Automate document analysis with AWS Textract

What is the AWS Textract Node?

A user interface for AWS Textract Tool is displayed, featuring dropdown menus for 'Credentials', 'Region', 'Feature Extraction', and 'Output'. Fields include 'ORG Nocodo AWS', 'US East (Virginia) - us-east-1', 'Query', a query input box, and 'JSON'. A 'File Image' input is on the left.

The AWS Textract Node enables automated extraction of text, forms, tables, and structured data from scanned documents using Amazon Textract. This service leverages machine learning to read documents as a human would, which is ideal for processing a wide array of document types without manual intervention. AWS Textract supports various feature modes like Forms, Layout, Queries, Signatures, and Tables, catering to diverse document analysis requirements.

How to use it?

To effectively utilize the AWS Textract node within your workflows, follow these steps:

  1. Initial Setup:

    • Drag the AWS Textract node into your workflow canvas.
  2. Document Input:

    • Provide a document image or file by connecting an output from a suitable node (e.g., File Reader node) to the Image input anchor of the AWS Textract node. This node accepts images and PDF files as input, which it will process to extract data.
  3. Configure Extraction Features:

    • Select the Feature Extraction mode based on your document processing needs. Each mode optimizes the extraction for specific elements within the document:
      • Forms: Extracts data from forms such as entries in fields.
      • Layout: Processes the general layout including headers, paragraphs, and footers.
      • Queries: Uses natural language queries to extract specific information.
      • Signatures: Identifies and extracts signatures.
      • Tables: Recognizes and extracts tables effectively.
    • If the Queries mode is selected, specify a Query that defines what information Textract should look for in the document.
  4. Output Configuration:

    • Configure the output settings of the AWS Textract node to either receive extracted data as JSON text or as files.
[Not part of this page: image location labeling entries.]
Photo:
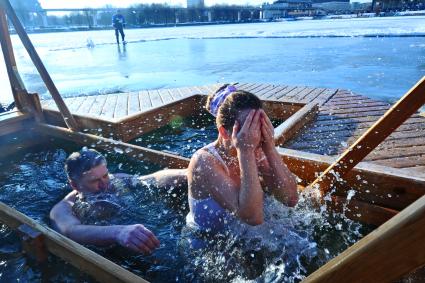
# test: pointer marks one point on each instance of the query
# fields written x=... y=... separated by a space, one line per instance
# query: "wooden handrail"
x=393 y=118
x=66 y=114
x=391 y=251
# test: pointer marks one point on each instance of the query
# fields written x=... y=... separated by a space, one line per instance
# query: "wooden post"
x=393 y=118
x=391 y=251
x=66 y=114
x=9 y=58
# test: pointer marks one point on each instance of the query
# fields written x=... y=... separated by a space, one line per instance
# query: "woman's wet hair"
x=82 y=161
x=233 y=104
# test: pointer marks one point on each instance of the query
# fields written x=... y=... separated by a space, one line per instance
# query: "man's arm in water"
x=168 y=178
x=135 y=237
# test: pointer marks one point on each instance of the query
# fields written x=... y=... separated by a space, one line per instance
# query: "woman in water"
x=229 y=176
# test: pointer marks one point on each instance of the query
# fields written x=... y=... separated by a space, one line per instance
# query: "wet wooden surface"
x=343 y=116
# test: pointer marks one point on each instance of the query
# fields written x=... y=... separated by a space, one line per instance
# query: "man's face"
x=94 y=181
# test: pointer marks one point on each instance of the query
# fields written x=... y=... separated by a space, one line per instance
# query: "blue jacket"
x=118 y=21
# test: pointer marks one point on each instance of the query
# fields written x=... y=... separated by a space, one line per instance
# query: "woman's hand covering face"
x=248 y=137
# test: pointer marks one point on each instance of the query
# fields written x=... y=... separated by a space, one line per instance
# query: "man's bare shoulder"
x=67 y=202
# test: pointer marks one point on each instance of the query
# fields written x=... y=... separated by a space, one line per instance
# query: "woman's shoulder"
x=203 y=159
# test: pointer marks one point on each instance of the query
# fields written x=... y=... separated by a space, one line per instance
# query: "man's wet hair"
x=82 y=161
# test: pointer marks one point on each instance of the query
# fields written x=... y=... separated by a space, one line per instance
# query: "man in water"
x=89 y=178
x=118 y=22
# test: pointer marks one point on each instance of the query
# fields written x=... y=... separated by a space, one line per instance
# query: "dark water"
x=289 y=245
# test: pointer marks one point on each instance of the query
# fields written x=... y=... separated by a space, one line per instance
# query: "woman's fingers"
x=235 y=130
x=266 y=119
x=248 y=121
x=255 y=124
x=266 y=129
x=140 y=246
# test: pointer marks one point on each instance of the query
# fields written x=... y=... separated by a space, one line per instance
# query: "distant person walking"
x=118 y=22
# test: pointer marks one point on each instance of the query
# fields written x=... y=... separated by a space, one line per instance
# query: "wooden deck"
x=342 y=118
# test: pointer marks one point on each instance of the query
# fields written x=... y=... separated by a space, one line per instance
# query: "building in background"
x=287 y=8
x=195 y=3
This allows flexibility depending on the subsequent use of the extracted data in your workflow.

Required AWS IAM Roles and Permissions

To ensure smooth operation, the AWS account must have appropriate permissions, for details how to create the required Secret Key see How to Generate and Use AWS Secret Keys:

  • Amazon S3: Required to fetch documents (s3:GetObject).
  • Amazon Textract: Necessary for document processing (textract:*).

You can learn more about configuring AWS Textract and the necessary IAM permissions on the AWS Textract documentation page.

Example Taks: Extracting data from scanned forms for vector analysis

Objective: Develop a process to extract data from scanned forms and prepare it for vector analysis, ensuring accurate and efficient digitization and organization of the extracted information.

Step-by-Step Setup

  1. Prepare the Document:
    • Use the File Reader node to retrieve a scanned form stored in AWS S3.
  2. Extract Data:
    • Set the AWS Textract node to use the Forms feature mode to process the scanned document.
  3. Store Data:
    • Connect the output to a Vector Store Writer node to transfer the extracted data into a vector database for subsequent analysis or retrieval.